I picked someone very close to me. She was the first person that popped up in my head when I learned about this project.
Now for a long time I was really deeply mad at this person. Mainly because I believed she had a choice in doing drugs and had a choice with her actions and she chose bad choices that affected my siblings, myself, and many other people. For a long time I didn’t want to talk to this person or get close to her or anything. I was still mad, sad, and hurt.
I already in my head picked this person for my project and she agreed that I can do it on her.
I was still very nervous about it. This madness, sadness, and hurt had been holding me back in life in many areas. I didn’t want to get close to anyone and would only let very few people close to me but even when I did, I would push them away when they got too close because it was scary to me. Everyone in my life has left at one point or another so didn’t want to chance getting close to anyone else and then them just up and leaving. I was stuck in the victim state on mind in many ways for a long time too. It consumed me and so did the past.
I wasn’t sure if I could really do this addiction project on this special loved one of mine but I knew it would hopefully help. I knew I needed to get through this and also wanted deeply to fix my relationship with this person but didn’t know how to do so.
As I started doing this project, some details I got from asking the questions and getting the answers from her were surprising and in a way hurt to talk about. It made me want to close up again and push her away. To just find someone else with an addiction and do a project on them. But I knew I needed to do this and that I had to. For me. And for this special person. Otherwise, our relationship would be completely shot still.
After going to a few weeks of this class and talking more with this person, it really helped me understand the power of addictions and that when someone is an addict, the addiction becomes more powerful than the person and they can’t control it. It honestly really helped.
My classmates had done their projects and presented them during the past few weeks. Well, today was my turn to present my project with my special person. I was so nervous and was scared I was going to break down and not be able to do it. She was very nervous too.

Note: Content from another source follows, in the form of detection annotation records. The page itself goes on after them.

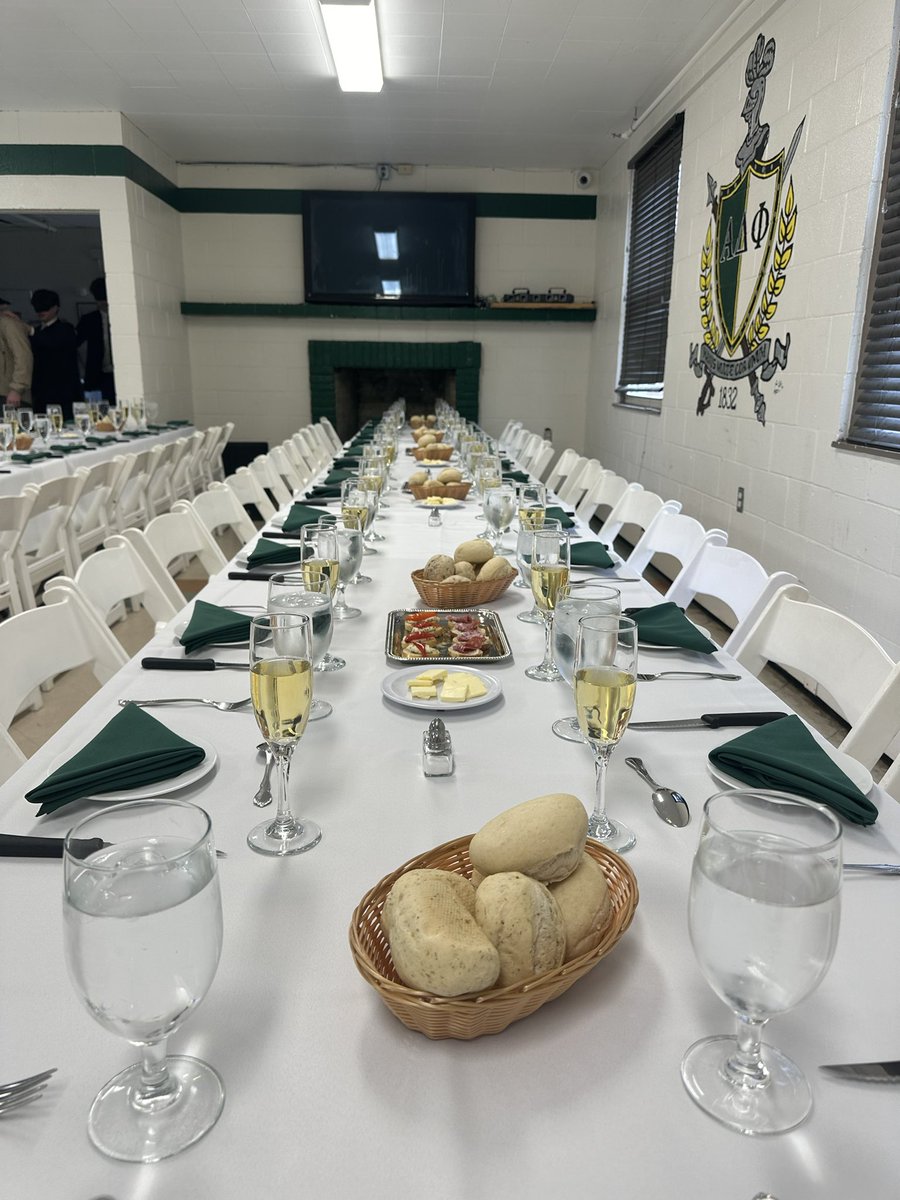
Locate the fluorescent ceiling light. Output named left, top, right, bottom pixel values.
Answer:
left=320, top=0, right=384, bottom=91
left=374, top=229, right=400, bottom=262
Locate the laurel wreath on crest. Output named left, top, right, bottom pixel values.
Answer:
left=700, top=178, right=797, bottom=352
left=748, top=178, right=797, bottom=350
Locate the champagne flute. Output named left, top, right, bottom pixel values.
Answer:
left=485, top=484, right=516, bottom=553
left=526, top=529, right=570, bottom=683
left=62, top=799, right=224, bottom=1163
left=518, top=484, right=547, bottom=529
left=332, top=522, right=362, bottom=620
left=682, top=791, right=841, bottom=1134
left=266, top=571, right=343, bottom=721
left=47, top=404, right=62, bottom=437
left=247, top=610, right=322, bottom=856
left=575, top=617, right=637, bottom=853
left=551, top=583, right=622, bottom=742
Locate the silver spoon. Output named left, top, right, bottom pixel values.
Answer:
left=625, top=758, right=691, bottom=828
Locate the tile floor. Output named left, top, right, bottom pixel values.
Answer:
left=10, top=541, right=888, bottom=779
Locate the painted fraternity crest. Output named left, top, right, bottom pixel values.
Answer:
left=689, top=34, right=803, bottom=425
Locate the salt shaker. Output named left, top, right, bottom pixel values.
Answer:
left=422, top=716, right=454, bottom=776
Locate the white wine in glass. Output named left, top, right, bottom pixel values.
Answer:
left=247, top=611, right=322, bottom=856
left=575, top=616, right=637, bottom=853
left=682, top=791, right=842, bottom=1134
left=62, top=799, right=224, bottom=1163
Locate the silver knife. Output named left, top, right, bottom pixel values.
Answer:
left=628, top=713, right=787, bottom=730
left=818, top=1062, right=900, bottom=1084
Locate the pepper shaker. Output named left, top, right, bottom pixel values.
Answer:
left=422, top=716, right=454, bottom=778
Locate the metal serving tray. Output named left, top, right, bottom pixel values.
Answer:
left=384, top=608, right=512, bottom=666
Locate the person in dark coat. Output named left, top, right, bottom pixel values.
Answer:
left=76, top=275, right=115, bottom=400
left=31, top=288, right=83, bottom=421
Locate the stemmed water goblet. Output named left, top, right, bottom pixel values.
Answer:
left=526, top=529, right=570, bottom=683
left=682, top=791, right=841, bottom=1134
left=62, top=799, right=224, bottom=1163
left=485, top=484, right=516, bottom=553
left=551, top=583, right=622, bottom=742
left=575, top=616, right=637, bottom=853
left=247, top=610, right=322, bottom=856
left=266, top=570, right=343, bottom=721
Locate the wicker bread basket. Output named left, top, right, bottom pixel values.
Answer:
left=409, top=480, right=472, bottom=500
left=410, top=571, right=516, bottom=608
left=413, top=442, right=454, bottom=462
left=349, top=835, right=637, bottom=1040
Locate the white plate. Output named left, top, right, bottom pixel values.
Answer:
left=382, top=659, right=503, bottom=713
left=172, top=604, right=265, bottom=649
left=48, top=738, right=218, bottom=804
left=707, top=742, right=875, bottom=796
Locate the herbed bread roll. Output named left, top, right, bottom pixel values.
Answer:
left=382, top=870, right=500, bottom=996
left=478, top=554, right=516, bottom=580
left=469, top=792, right=588, bottom=883
left=454, top=538, right=493, bottom=566
left=550, top=854, right=612, bottom=962
left=475, top=871, right=565, bottom=988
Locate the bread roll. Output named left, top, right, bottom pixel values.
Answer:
left=550, top=854, right=612, bottom=962
left=454, top=538, right=493, bottom=566
left=454, top=559, right=475, bottom=581
left=422, top=554, right=456, bottom=583
left=469, top=792, right=588, bottom=883
left=475, top=871, right=565, bottom=988
left=478, top=554, right=516, bottom=580
left=382, top=870, right=500, bottom=996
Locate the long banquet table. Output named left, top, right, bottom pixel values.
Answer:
left=0, top=436, right=900, bottom=1200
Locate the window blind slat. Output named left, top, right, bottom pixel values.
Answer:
left=617, top=114, right=683, bottom=397
left=847, top=73, right=900, bottom=451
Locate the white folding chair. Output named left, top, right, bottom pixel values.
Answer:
left=734, top=584, right=894, bottom=728
left=0, top=589, right=128, bottom=774
left=44, top=535, right=184, bottom=625
left=666, top=539, right=798, bottom=655
left=172, top=484, right=257, bottom=546
left=0, top=496, right=35, bottom=612
left=226, top=467, right=275, bottom=521
left=598, top=487, right=682, bottom=546
left=14, top=475, right=84, bottom=608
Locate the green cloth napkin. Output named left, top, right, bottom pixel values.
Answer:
left=179, top=600, right=250, bottom=654
left=709, top=716, right=878, bottom=824
left=625, top=600, right=719, bottom=654
left=281, top=501, right=328, bottom=533
left=544, top=505, right=575, bottom=529
left=324, top=468, right=356, bottom=484
left=570, top=541, right=616, bottom=570
left=25, top=704, right=205, bottom=817
left=247, top=538, right=300, bottom=566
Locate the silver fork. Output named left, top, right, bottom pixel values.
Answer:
left=637, top=671, right=740, bottom=683
left=119, top=696, right=250, bottom=713
left=0, top=1067, right=56, bottom=1116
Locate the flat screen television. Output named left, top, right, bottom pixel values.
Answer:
left=304, top=192, right=475, bottom=306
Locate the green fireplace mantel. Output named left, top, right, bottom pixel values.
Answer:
left=310, top=342, right=481, bottom=422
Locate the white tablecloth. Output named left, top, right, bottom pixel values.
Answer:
left=0, top=448, right=900, bottom=1200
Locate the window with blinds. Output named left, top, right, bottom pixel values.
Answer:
left=844, top=72, right=900, bottom=450
left=616, top=113, right=684, bottom=408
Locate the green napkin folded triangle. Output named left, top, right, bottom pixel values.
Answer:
left=625, top=601, right=719, bottom=654
left=25, top=704, right=205, bottom=817
left=709, top=716, right=878, bottom=824
left=179, top=600, right=250, bottom=654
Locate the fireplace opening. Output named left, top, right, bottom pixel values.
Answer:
left=335, top=367, right=456, bottom=442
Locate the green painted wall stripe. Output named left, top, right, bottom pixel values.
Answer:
left=0, top=145, right=596, bottom=221
left=181, top=300, right=596, bottom=324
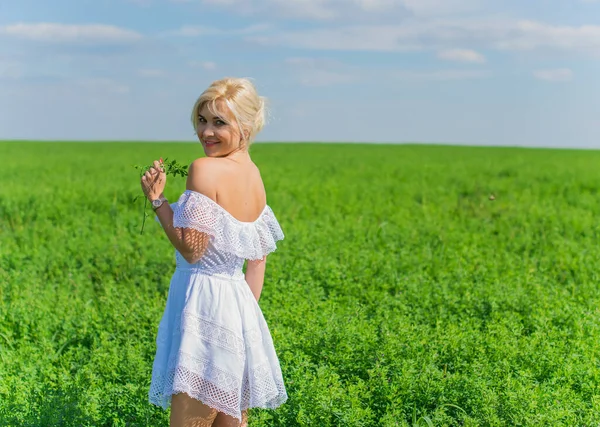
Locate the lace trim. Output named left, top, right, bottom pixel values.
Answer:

The nervousness went away as we were presenting it. I asked the questions and she answered with most times going in more detail to describe her story more. She also answered questions from my teacher and classmates.

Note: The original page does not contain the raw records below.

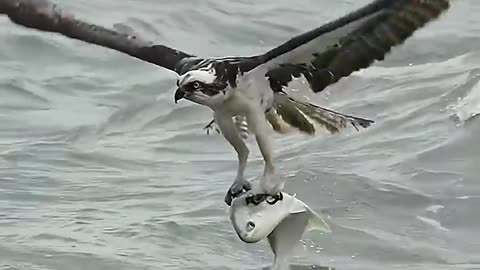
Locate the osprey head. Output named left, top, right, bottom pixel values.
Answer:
left=175, top=65, right=227, bottom=107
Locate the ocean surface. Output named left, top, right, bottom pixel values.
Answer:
left=0, top=0, right=480, bottom=270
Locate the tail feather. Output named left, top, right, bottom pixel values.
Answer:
left=267, top=93, right=374, bottom=135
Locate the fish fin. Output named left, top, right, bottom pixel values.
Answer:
left=288, top=194, right=307, bottom=214
left=307, top=206, right=332, bottom=233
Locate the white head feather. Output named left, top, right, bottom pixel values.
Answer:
left=178, top=63, right=216, bottom=86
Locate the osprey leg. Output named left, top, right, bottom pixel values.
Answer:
left=214, top=112, right=251, bottom=205
left=247, top=111, right=283, bottom=195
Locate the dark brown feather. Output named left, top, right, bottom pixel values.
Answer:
left=0, top=0, right=192, bottom=73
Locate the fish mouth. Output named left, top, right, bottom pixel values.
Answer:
left=233, top=225, right=262, bottom=244
left=174, top=87, right=187, bottom=104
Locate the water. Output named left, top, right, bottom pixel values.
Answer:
left=0, top=0, right=480, bottom=270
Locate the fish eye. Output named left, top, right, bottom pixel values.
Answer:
left=245, top=194, right=267, bottom=205
left=247, top=221, right=255, bottom=231
left=192, top=81, right=200, bottom=89
left=265, top=192, right=283, bottom=205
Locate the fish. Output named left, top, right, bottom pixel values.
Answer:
left=230, top=192, right=332, bottom=270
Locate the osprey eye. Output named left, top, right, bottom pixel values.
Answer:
left=193, top=82, right=200, bottom=89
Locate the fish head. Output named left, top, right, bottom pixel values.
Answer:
left=230, top=192, right=307, bottom=243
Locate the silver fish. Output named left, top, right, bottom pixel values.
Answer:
left=230, top=192, right=331, bottom=270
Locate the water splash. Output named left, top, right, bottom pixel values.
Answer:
left=447, top=78, right=480, bottom=126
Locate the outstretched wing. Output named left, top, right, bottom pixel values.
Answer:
left=0, top=0, right=193, bottom=73
left=256, top=0, right=450, bottom=92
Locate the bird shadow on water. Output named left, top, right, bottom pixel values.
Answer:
left=262, top=264, right=335, bottom=270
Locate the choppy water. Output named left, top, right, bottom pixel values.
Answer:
left=0, top=0, right=480, bottom=270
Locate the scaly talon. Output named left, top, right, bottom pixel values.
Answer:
left=224, top=178, right=252, bottom=206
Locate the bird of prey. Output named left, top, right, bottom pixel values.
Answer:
left=0, top=0, right=450, bottom=204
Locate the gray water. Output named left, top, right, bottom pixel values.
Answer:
left=0, top=0, right=480, bottom=270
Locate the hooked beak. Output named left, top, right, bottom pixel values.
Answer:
left=175, top=87, right=185, bottom=104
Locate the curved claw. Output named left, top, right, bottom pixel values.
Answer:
left=224, top=181, right=252, bottom=206
left=203, top=119, right=220, bottom=135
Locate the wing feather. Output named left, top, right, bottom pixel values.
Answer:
left=0, top=0, right=193, bottom=73
left=253, top=0, right=450, bottom=92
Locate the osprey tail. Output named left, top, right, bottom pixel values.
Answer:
left=266, top=93, right=374, bottom=135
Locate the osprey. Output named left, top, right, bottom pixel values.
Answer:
left=0, top=0, right=450, bottom=204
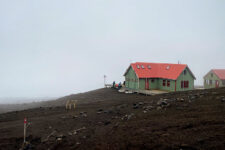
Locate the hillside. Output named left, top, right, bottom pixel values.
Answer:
left=0, top=88, right=225, bottom=150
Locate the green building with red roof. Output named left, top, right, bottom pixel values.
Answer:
left=124, top=62, right=196, bottom=91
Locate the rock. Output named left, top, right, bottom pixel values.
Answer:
left=121, top=113, right=134, bottom=120
left=156, top=106, right=162, bottom=110
left=190, top=96, right=196, bottom=100
left=72, top=115, right=78, bottom=119
left=127, top=113, right=134, bottom=120
left=133, top=104, right=139, bottom=109
left=82, top=114, right=87, bottom=118
left=143, top=105, right=154, bottom=111
left=104, top=121, right=111, bottom=126
left=98, top=108, right=103, bottom=111
left=157, top=100, right=168, bottom=106
left=68, top=132, right=73, bottom=136
left=221, top=98, right=225, bottom=102
left=116, top=104, right=127, bottom=109
left=56, top=138, right=62, bottom=141
left=138, top=102, right=144, bottom=105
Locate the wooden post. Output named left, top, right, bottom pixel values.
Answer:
left=23, top=118, right=27, bottom=143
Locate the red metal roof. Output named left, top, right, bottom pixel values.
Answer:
left=212, top=69, right=225, bottom=80
left=127, top=62, right=192, bottom=80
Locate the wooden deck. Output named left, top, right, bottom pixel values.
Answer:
left=123, top=88, right=168, bottom=95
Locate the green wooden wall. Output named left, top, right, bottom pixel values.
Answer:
left=125, top=67, right=138, bottom=89
left=176, top=68, right=194, bottom=91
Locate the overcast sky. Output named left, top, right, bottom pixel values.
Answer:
left=0, top=0, right=225, bottom=97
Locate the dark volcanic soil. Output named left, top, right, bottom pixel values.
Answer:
left=0, top=88, right=225, bottom=150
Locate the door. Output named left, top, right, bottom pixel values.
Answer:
left=216, top=80, right=219, bottom=88
left=145, top=79, right=149, bottom=90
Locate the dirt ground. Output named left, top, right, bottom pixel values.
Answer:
left=0, top=88, right=225, bottom=150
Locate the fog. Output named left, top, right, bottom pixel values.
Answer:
left=0, top=0, right=225, bottom=103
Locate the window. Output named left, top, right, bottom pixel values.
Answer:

I was surprised with myself. I did tear up a few times but honestly, I’m not mad or hurt anymore. I forgive her. For everything in the past. Things happened that were out of her power because of her addiction and the power it had over her. She is truly sorry for her actions that hurt others and has changed her life around. I truly forgive her. And I’m beyond proud of her. She is such an amazing inspirational person and I’m so thankful that she is in my life. I finally feel like I have closure on that chapter of my life and I’m free from it. Love the power of forgiveness and this special person in my life.